Conference Call and Webcast Information

Cibus will host a live webcast, Thursday, November 13, 2025, at 4:30 p.m. Eastern Time to discuss its third quarter 2025 financial results and provide a year-to-date business update for 2025. The conference call can be accessed live over the phone by dialing (800) 274-8461 or for international callers by dialing (203) 518-9814. The conference ID is CIBUS (24287). A replay of the call will be available through November 27, 2025, by dialing (844) 512-2921 or for international callers by dialing (412) 317-6671; the passcode is 11160229.

A live audio webcast of the call will be available under "Events & Presentations" in the Investor section of the Company's website, investor.cibus.com. An archived webcast will be available on the Company's website for 90 days after the event.

About Cibus

Cibus is a leader in developing traits (characteristics) that address critical productivity, yield and sustainability challenges. Cibus’ proprietary high-throughput gene-editing technologies drive its long-term focus on productivity traits for farmers for the major global row crops. Cibus is not a seed company. It is a technology company that uses its gene editing technologies to develop plant traits at a fraction of the time and cost of conventional breeding and to license them to customers in exchange for royalties.

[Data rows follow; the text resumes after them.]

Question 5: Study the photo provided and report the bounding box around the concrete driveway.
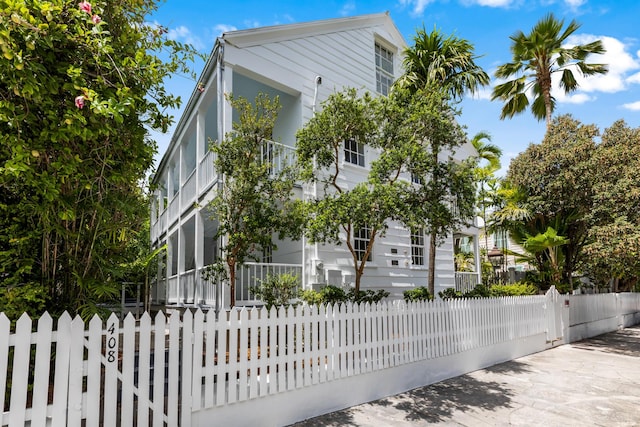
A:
[295,326,640,427]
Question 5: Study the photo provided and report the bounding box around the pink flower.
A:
[76,95,84,109]
[78,1,91,15]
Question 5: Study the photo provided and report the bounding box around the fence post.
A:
[545,286,564,343]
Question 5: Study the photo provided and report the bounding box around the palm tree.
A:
[397,27,489,100]
[471,131,502,260]
[396,27,489,295]
[491,13,608,128]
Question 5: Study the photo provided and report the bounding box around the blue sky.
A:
[149,0,640,174]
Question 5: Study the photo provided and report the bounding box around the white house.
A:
[151,13,478,308]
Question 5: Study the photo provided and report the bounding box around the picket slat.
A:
[178,310,193,426]
[8,313,31,427]
[0,294,640,427]
[0,313,11,426]
[31,313,54,427]
[167,311,180,426]
[51,311,71,427]
[103,314,120,427]
[67,316,84,427]
[152,312,167,427]
[137,312,151,426]
[120,313,136,426]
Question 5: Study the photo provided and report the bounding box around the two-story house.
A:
[151,13,478,308]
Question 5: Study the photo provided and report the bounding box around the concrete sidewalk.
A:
[295,326,640,427]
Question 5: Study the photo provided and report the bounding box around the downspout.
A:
[215,37,225,320]
[302,76,322,288]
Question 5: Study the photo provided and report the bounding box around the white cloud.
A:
[565,34,640,93]
[564,0,587,10]
[339,0,356,16]
[213,24,237,37]
[400,0,435,15]
[627,73,640,83]
[469,0,513,7]
[622,101,640,111]
[167,25,205,50]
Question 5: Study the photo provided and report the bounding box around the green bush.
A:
[438,288,462,299]
[491,282,538,297]
[402,286,433,302]
[0,283,48,324]
[347,288,389,304]
[250,273,300,309]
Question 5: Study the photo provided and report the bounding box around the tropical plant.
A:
[397,28,489,294]
[402,286,433,302]
[491,13,608,127]
[297,88,473,291]
[250,273,300,309]
[208,94,302,307]
[0,0,199,313]
[397,27,489,100]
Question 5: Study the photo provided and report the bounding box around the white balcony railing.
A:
[198,151,218,194]
[456,271,479,292]
[236,262,302,305]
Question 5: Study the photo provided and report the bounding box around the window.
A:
[344,139,364,166]
[411,228,424,265]
[376,43,393,95]
[493,230,509,249]
[353,225,371,261]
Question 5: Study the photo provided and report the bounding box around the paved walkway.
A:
[295,326,640,427]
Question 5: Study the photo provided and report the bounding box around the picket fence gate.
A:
[0,290,636,427]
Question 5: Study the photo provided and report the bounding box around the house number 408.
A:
[107,323,118,363]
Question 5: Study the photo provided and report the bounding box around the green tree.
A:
[297,89,401,292]
[397,28,489,294]
[398,27,489,100]
[209,94,301,307]
[583,120,640,289]
[471,132,502,261]
[498,115,599,284]
[491,13,608,128]
[0,0,198,312]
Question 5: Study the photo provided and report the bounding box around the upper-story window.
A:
[493,230,509,249]
[344,139,364,166]
[376,43,393,95]
[353,225,371,261]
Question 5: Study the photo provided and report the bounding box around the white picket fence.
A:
[0,294,640,427]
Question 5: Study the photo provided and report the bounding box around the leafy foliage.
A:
[396,25,489,294]
[583,120,640,289]
[297,88,473,291]
[498,116,598,290]
[300,285,389,305]
[0,0,199,312]
[209,94,302,306]
[251,273,300,309]
[491,13,608,127]
[402,286,433,302]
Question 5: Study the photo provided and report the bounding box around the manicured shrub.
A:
[402,286,433,302]
[250,273,300,309]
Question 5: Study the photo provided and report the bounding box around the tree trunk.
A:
[428,233,437,297]
[227,261,236,308]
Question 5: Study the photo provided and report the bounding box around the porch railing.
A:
[455,271,479,292]
[236,262,302,305]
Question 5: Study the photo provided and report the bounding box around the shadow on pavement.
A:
[571,326,640,357]
[295,361,529,427]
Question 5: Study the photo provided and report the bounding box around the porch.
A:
[154,262,302,310]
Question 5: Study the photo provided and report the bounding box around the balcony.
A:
[161,262,302,307]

About the Cibus Trait Machine™ process and Rapid Trait Development System™

A key element of Cibus' technology breakthrough is its high-throughput breeding process (referred to as the Trait Machine™ process). The Trait Machine process is a crop specific application of Cibus' patented Rapid Trait Development System™ (RTDS®). The proprietary technologies in RTDS integrate crop specific cell biology platforms with a series of gene editing technologies to enable a system of end-to-end crop specific precision breeding. It is the core technology platform for Cibus' Trait Machine process: the first standardized end-to-end semi-automated crop specific gene editing system that directly edits a seed company's elite germplasm. Each Trait Machine process requires a crop specific cell biology platform that enables Cibus to edit a single cell from a customer's elite germplasm and grow that edited cell into a plant with the Cibus edits.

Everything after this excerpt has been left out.